Oxide Trapping in the InGaAs– System and the Role of Sulfur in Reducing the Trap Density

Trap spectroscopy by charge injection and sensing method was applied to the In_0.53Ga_0.47As-Al₂O₃ system, yielding the spatial and energetic distribution of the traps inside the Al₂O₃ layer. The trap density inside the atomic-layer-deposited (ALD) Al₂O₃ layer was found to be significantly reduced by (NH₄)₂S treatment of the InGaAs surface prior to the Al₂O₃ deposition.

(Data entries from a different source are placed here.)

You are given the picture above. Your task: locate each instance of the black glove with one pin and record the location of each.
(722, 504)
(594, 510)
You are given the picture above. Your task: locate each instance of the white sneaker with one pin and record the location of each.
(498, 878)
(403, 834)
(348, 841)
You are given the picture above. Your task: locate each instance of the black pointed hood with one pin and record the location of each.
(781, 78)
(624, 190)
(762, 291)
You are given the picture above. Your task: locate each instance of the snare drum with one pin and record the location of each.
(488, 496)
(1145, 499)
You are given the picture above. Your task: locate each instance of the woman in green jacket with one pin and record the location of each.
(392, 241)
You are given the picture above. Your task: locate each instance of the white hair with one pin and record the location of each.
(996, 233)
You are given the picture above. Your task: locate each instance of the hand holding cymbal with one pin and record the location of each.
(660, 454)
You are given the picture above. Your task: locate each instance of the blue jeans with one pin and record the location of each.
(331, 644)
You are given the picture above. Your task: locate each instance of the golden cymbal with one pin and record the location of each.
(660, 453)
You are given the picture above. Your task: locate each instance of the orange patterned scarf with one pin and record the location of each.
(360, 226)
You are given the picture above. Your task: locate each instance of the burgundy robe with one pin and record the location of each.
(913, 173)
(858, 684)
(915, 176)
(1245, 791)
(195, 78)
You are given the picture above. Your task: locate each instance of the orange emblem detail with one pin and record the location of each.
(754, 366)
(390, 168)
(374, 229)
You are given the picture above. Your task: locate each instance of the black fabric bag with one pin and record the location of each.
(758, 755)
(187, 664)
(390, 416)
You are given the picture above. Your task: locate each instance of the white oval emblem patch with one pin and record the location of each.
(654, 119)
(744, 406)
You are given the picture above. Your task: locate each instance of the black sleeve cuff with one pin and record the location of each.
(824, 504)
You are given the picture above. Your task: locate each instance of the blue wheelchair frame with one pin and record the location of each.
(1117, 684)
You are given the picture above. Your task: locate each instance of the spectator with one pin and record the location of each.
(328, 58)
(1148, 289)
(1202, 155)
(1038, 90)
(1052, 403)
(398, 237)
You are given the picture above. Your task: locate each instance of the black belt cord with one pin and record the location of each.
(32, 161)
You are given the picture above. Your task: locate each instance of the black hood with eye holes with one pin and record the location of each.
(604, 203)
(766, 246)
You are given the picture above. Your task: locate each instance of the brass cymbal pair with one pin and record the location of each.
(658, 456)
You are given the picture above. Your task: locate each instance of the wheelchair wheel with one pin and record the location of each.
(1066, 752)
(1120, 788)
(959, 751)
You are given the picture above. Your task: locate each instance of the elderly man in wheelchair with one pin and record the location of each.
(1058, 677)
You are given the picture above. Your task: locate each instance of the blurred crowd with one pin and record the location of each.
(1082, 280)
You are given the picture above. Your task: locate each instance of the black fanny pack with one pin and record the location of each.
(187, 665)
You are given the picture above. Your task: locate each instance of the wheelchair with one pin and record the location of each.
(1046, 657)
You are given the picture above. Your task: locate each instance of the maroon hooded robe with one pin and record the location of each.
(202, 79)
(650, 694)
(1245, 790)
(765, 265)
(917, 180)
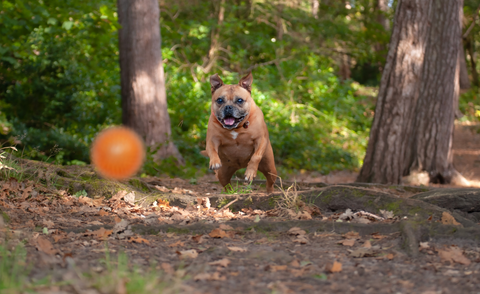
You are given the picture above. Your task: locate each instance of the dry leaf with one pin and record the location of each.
(448, 219)
(192, 253)
(198, 239)
(453, 254)
(138, 240)
(237, 249)
(367, 244)
(378, 236)
(177, 244)
(210, 277)
(225, 227)
(167, 268)
(118, 196)
(222, 262)
(334, 267)
(301, 239)
(295, 263)
(218, 233)
(296, 231)
(276, 268)
(44, 245)
(348, 242)
(351, 235)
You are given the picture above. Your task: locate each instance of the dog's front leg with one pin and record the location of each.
(212, 151)
(252, 167)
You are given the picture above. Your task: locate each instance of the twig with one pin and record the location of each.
(230, 203)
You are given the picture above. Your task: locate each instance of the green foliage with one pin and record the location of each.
(59, 76)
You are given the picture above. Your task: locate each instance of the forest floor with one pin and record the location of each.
(65, 230)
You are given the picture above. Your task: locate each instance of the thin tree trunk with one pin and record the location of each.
(413, 124)
(398, 94)
(431, 144)
(464, 79)
(144, 100)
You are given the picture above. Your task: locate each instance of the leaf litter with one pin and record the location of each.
(82, 230)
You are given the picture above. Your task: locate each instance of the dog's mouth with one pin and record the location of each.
(230, 122)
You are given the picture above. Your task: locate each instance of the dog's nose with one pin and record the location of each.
(228, 110)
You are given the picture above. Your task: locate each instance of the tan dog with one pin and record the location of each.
(237, 135)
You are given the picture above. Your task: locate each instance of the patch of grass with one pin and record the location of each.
(238, 189)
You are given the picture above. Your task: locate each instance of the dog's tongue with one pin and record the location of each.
(229, 121)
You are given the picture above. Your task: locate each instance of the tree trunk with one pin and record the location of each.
(144, 100)
(464, 80)
(413, 124)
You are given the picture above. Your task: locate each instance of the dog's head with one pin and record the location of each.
(231, 103)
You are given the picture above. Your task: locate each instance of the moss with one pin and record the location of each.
(178, 231)
(140, 185)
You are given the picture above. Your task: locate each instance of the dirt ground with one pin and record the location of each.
(69, 243)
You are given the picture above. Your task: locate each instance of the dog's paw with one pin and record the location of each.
(250, 174)
(215, 164)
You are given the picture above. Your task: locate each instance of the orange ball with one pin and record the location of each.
(117, 153)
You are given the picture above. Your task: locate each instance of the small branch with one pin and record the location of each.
(226, 206)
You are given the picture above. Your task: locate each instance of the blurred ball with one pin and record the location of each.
(117, 153)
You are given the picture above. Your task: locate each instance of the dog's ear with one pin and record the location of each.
(215, 82)
(246, 82)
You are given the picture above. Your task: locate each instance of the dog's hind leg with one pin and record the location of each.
(267, 168)
(224, 174)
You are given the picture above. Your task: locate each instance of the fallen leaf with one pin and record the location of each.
(334, 267)
(138, 240)
(424, 245)
(295, 263)
(177, 244)
(348, 242)
(48, 224)
(119, 195)
(222, 262)
(296, 231)
(44, 245)
(192, 253)
(95, 223)
(210, 277)
(167, 268)
(237, 249)
(378, 236)
(276, 268)
(453, 254)
(198, 239)
(218, 233)
(448, 219)
(225, 227)
(351, 235)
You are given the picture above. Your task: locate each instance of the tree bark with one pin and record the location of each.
(413, 124)
(144, 100)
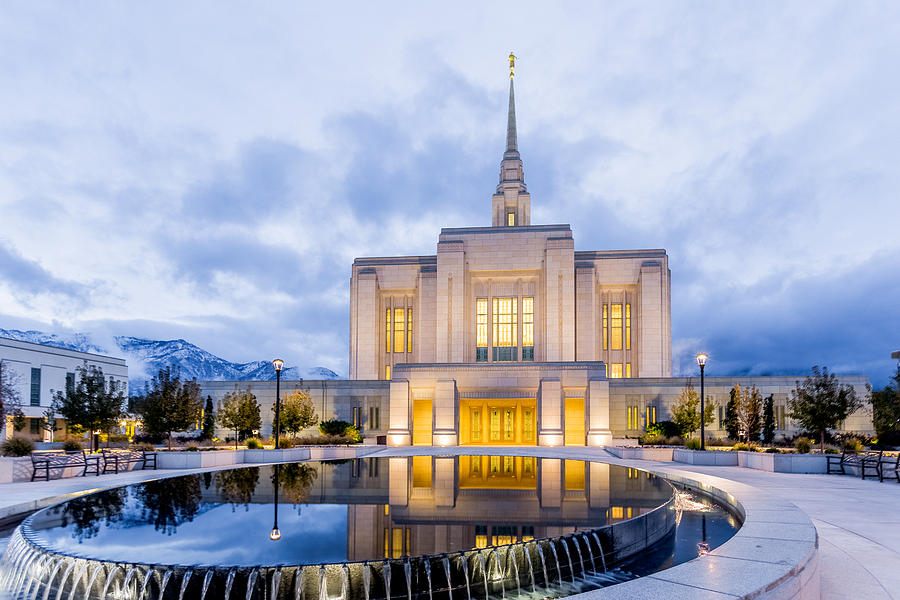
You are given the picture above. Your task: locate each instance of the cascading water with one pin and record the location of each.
(600, 547)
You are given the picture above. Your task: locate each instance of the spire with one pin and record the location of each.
(512, 144)
(511, 204)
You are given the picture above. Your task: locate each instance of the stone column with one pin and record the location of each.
(445, 481)
(398, 481)
(550, 407)
(399, 433)
(599, 433)
(551, 483)
(446, 414)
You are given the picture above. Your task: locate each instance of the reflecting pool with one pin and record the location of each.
(408, 527)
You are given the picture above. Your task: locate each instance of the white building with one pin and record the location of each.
(41, 370)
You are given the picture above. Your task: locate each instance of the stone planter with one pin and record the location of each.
(199, 460)
(709, 458)
(783, 463)
(662, 453)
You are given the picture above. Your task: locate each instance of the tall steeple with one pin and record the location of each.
(511, 204)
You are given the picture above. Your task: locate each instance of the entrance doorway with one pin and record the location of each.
(498, 422)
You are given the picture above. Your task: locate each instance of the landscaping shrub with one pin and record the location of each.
(664, 428)
(71, 446)
(17, 447)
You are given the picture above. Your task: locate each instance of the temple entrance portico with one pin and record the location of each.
(546, 404)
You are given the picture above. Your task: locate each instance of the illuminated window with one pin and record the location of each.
(605, 325)
(528, 328)
(505, 328)
(615, 326)
(481, 330)
(528, 425)
(409, 330)
(399, 333)
(628, 328)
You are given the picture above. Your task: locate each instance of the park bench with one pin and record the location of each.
(45, 460)
(113, 460)
(890, 464)
(865, 460)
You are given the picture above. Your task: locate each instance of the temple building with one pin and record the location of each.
(509, 335)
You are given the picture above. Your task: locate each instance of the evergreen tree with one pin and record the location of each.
(686, 413)
(297, 412)
(730, 421)
(169, 404)
(209, 420)
(92, 404)
(10, 402)
(769, 419)
(240, 413)
(820, 402)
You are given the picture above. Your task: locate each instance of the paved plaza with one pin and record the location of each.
(858, 522)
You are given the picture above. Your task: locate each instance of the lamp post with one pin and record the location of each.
(278, 364)
(275, 535)
(701, 360)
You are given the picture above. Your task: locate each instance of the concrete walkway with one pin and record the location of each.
(858, 521)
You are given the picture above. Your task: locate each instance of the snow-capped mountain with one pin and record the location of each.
(146, 357)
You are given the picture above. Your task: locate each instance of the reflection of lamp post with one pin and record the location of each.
(278, 363)
(701, 360)
(276, 533)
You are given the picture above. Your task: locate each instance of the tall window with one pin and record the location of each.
(615, 326)
(35, 387)
(399, 330)
(528, 328)
(628, 328)
(505, 329)
(481, 330)
(409, 330)
(605, 327)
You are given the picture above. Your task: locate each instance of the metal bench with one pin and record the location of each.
(890, 464)
(45, 460)
(113, 460)
(865, 461)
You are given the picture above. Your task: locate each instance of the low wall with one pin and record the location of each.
(707, 458)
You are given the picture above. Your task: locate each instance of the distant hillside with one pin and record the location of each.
(145, 357)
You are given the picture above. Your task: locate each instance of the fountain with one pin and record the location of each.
(134, 543)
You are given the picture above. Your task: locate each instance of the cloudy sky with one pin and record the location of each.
(209, 171)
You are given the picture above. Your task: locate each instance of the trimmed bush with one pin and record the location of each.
(664, 428)
(692, 444)
(72, 446)
(17, 447)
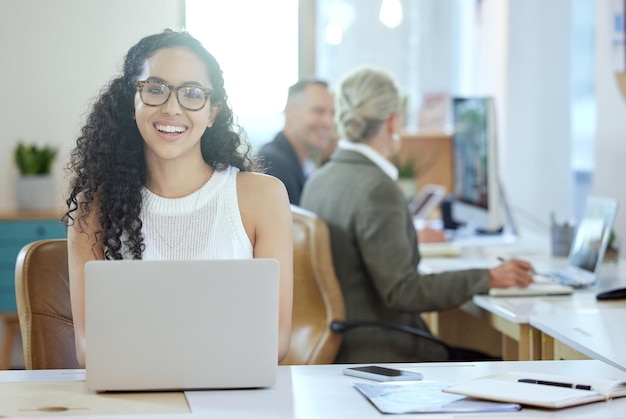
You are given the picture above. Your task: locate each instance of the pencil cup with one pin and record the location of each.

Indium concentration inside the Al₂O₃ layer was found to be reduced once the InGaAs surface is (NH₄)₂S treated prior to the Al₂O₃ deposition as measured by time-of-flight secondary ion mass spectroscopy, indicating indium as a possible origin of the oxide traps. The results suggest a new mechanism for the sulfur action at the InGaAs surface, which might be responsible for the transistor performance improvements observed after ( NH₄)₂S passivation. This mechanism involves sulfur as an indium diffusion/segregation barrier stabilizing the InGaAs surface during the ALD Al₂O₃ deposition, lowering the oxide trap density. This, in turn, improves the electron mobility through a reduction in the Coulomb scattering of the carriers due to border traps and improves the device drive current.